Mehr Chancen für Kinder
Das Ganztagsförderungsgesetz (GaFöG) bringt den Ausbau der Ganztagsangebote voran. Für genügend Plätze und mehr Qualität müssen Bund, Länder und Kommunen eng zusammenarbeiten. Ekin Deligöz, ehemalige Parlamentarische Staatssekretärin im Bundesfamilienministerium und ehemalige Vizepräsidentin des Kinderschutzbundes, spricht über die Ziele des Gesetzes und die unterschiedlichen Herausforderungen bei der Umsetzung in den Bundesländern.
Was sind die Ziele des Ganztagsförderungsgesetzes (GaFöG)? Welche gesellschaftlichen oder bildungspolitischen Herausforderungen sollen langfristig verbessert werden?

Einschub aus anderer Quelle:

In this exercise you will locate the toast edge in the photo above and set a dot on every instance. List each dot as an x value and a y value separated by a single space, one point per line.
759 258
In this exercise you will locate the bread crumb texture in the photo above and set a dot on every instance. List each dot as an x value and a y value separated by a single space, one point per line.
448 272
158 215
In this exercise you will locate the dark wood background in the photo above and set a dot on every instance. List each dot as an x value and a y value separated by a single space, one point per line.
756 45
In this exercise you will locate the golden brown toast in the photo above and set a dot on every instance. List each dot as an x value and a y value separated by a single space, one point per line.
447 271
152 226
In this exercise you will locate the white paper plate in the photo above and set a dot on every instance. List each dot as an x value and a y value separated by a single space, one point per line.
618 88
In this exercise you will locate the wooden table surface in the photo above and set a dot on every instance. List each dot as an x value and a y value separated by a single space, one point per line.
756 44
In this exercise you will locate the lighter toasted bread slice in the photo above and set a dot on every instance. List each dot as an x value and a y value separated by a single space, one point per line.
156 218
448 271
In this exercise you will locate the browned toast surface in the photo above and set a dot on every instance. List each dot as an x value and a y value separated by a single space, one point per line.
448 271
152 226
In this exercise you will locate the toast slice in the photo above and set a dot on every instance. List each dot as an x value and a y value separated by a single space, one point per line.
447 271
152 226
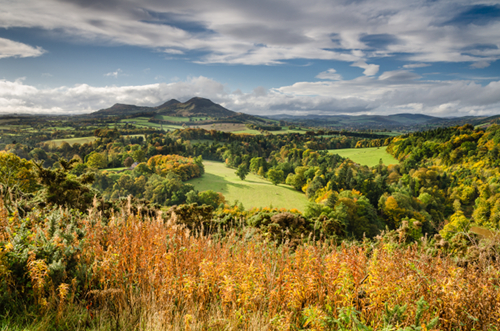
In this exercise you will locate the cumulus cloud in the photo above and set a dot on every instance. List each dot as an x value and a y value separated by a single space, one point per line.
114 74
10 48
480 64
370 69
416 65
392 92
270 32
330 74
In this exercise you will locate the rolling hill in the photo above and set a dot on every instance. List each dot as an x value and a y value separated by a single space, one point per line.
173 109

EKIN DELIGÖZ: Mit dem Rechtsanspruch auf Ganztagsbetreuung im Grundschulalter verbessern wir die Bildungs- und Chancengerechtigkeit für Kinder in Deutschland. Ganztag schafft mehr Zeit, um verschiedene Bildungsangebote sinnvoll miteinander zu verknüpfen: Lernstoff aus dem Matheunterricht kann beim Backen oder in der Robotik-AG vertieft werden. Demokratie- und Medienbildung sowie Bildung für nachhaltige Entwicklung können besser im Schulalltag integriert werden. Und vor allem bieten Ganztagsangebote mehr Zeit, um auf individuelle Förderbedarfe der Kinder einzugehen.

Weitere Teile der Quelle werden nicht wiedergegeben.